Jesse Norman has produced an invaluable corrective to this kind of nonsense. He demonstrates conclusively that Adam Smith – although the first economist to put the market at the centre of economic thought – was emphatically "not a believer in laissez faire, if by that is meant the idea that markets should operate entirely independently of the state and with little or no regulation". He shows Smith being "quite clear that markets - and indeed society as a whole - are generally sustained by trust and confidence, and that for these and other things they rely on external institutions, notably of law and government, for their viability".
As Norman very properly points out, the famous reference to the free market being guided towards socially beneficial results by the "invisible hand" (usually taken as the defining characteristic of the supposedly laissez-faire thesis of The Wealth of Nations) is actually used just once, in a highly restricted way, in that text. It is also present in Smith's Theory of Moral Sentiments, where it is used in a far more general way to explain how the rich "in spite of their natural selfishness and rapacity" can, in an appropriate social structure, be "led by an invisible hand to make nearly the same distribution of the necessaries of life, which would have been made, had the earth been divided into equal portions among all its inhabitants, and thus without intending it, without knowing it, advance the interest of the society".
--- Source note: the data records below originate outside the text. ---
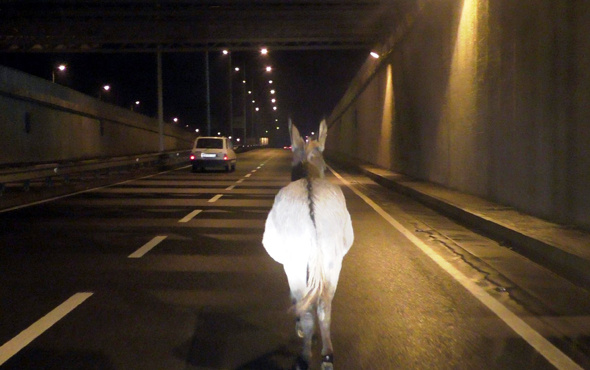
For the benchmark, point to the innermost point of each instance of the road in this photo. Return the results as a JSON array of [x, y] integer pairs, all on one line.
[[168, 272]]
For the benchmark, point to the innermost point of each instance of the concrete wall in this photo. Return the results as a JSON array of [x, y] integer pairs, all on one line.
[[45, 122], [489, 97]]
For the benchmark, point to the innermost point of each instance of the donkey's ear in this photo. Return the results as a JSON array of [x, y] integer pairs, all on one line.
[[322, 135], [297, 142]]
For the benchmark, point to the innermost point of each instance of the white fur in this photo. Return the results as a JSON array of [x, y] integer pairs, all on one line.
[[309, 231]]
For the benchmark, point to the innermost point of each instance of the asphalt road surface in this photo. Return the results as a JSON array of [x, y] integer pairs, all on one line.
[[168, 272]]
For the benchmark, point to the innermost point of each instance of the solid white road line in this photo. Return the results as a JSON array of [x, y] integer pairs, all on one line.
[[147, 247], [215, 198], [559, 359], [19, 342], [190, 216]]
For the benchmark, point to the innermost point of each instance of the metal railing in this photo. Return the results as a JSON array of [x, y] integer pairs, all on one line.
[[49, 172]]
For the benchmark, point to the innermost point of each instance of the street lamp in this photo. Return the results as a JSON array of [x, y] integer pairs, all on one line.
[[61, 68], [105, 89]]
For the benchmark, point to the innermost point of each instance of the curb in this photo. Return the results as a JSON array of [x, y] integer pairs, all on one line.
[[561, 249]]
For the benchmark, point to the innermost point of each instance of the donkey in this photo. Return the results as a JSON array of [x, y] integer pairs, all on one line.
[[308, 231]]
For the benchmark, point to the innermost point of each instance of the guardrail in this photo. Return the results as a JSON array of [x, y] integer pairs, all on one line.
[[50, 171]]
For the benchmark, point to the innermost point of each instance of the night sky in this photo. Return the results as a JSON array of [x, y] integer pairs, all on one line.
[[308, 84]]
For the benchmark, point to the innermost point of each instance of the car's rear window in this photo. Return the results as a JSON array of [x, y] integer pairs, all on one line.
[[210, 143]]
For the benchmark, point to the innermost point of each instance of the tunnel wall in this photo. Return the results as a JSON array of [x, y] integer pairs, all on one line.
[[488, 97], [45, 122]]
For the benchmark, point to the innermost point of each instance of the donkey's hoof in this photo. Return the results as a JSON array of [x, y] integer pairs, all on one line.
[[301, 364], [327, 366], [298, 328], [328, 362]]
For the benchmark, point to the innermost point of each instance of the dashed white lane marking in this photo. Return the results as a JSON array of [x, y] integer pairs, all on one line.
[[559, 359], [19, 342], [147, 247], [190, 216], [215, 198]]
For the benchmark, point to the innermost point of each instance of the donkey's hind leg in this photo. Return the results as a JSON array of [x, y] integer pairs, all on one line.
[[324, 317]]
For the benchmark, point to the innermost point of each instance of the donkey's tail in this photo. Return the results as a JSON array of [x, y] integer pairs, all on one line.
[[316, 286]]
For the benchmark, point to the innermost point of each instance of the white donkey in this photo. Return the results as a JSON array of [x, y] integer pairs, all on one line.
[[309, 231]]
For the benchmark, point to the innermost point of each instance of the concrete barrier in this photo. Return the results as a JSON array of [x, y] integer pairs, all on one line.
[[42, 122]]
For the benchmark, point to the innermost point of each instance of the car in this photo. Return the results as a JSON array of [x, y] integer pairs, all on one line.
[[213, 151]]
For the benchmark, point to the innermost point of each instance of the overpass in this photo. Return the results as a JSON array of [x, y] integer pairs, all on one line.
[[484, 97]]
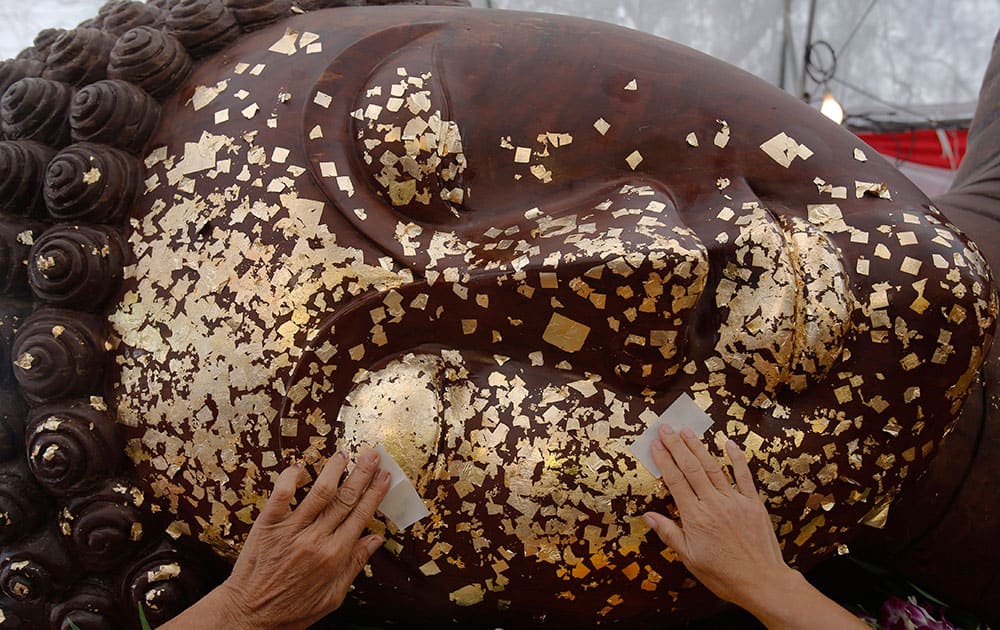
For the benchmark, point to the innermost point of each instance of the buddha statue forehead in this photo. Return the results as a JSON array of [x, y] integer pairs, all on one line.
[[501, 254]]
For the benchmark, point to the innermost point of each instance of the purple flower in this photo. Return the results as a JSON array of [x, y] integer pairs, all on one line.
[[907, 614]]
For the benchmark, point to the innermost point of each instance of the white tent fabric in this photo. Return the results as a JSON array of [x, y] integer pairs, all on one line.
[[909, 60]]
In short, the Adam Smith that emerges from Norman's reconstruction is one who recognises with open eyes the selfishness that is the wellspring of much economic activity, and who is optimistic about the ability of the market to direct such individual selfishness to collective social advantage. But Norman's Adam Smith is also one who fully understands that this channelling of selfishness into collective gain will occur only if the market is understood as "a social construct" that does not "always know best" and whose boundaries need to be set by the state and "shaped through social and moral norms" in such a way as to become "a means to generate social value and address social evils".
As Norman persuasively argues, his Adam Smith would have been on the side of George Osborne's Banking Commission, not on the side of President Trump, when dealing with issues of financial regulation. In direct support of such regulations, Norman's Smith accepts that they "may, no doubt, be considered as in some respect a violation of natural liberty" but adds (in stark contrast to President Trump and in line with the Banking Commission) that "those exertions of the natural liberty of a few individuals, which might endanger the security of the whole society are, and ought to be, restrained by the laws of all governments... The obligation of building party walls, in order to prevent the communication of fire, is a violation of natural liberty, exactly of the same kind with the regulations of the banking trade which are here proposed". In Norman's limpid commentary, "we can only regret such party walls did not exist in 2008."
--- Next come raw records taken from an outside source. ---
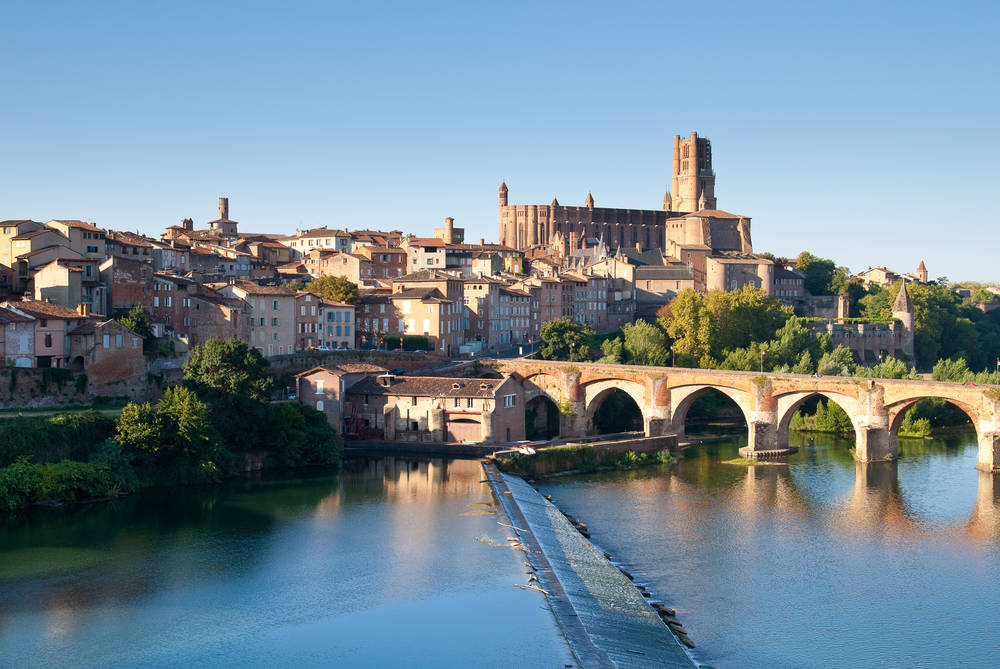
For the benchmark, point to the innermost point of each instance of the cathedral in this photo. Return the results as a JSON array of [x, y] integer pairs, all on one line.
[[689, 228]]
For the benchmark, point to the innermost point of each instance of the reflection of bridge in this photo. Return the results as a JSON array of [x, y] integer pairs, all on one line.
[[768, 401]]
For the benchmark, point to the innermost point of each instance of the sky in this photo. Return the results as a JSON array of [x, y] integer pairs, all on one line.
[[863, 132]]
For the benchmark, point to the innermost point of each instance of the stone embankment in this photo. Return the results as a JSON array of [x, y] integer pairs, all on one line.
[[606, 620]]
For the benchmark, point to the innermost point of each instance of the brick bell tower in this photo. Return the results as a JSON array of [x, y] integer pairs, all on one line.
[[693, 182]]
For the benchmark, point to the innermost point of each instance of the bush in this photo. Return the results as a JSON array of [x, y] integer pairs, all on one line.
[[18, 484]]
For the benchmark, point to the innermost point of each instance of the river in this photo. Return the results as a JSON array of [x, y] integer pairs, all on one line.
[[820, 563], [396, 563]]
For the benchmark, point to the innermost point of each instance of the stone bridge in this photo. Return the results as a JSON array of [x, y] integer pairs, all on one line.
[[768, 401]]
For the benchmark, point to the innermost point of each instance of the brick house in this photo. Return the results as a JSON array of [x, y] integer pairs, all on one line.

It is one of the many merits of this wide-ranging, beautifully written book that it contains its own summaries. So, in an egregious but unashamed example of esprit d'escalier, I wish I could have rattled out to the annoying World Bank official Norman's own summary of the essence of his argument. He tells us that: "the real Smith was not an intellectual turncoat who switched from altruism in The Theory of Moral Sentiments to egoism in The Wealth of Nations.
"He was not a market fundamentalist, an economic libertarian, or in that strong sense a laissez-faire economist. He was not an advocate of selfishness, pro-rich or a misogynist, the creator of homo economicus or the founder of predatory capitalism... In his great project... mutual recognition... generates social and moral norms...[ and] these norms demand the same basic things of us all, wherever and whoever we are: awareness of others, courtesy, open-mindedness, consideration, tolerance and respect." Please, dear reader, bear these words in mind if you ever hear anyone using the phrase "Adam Smith" as a reason for unbridled commercialism.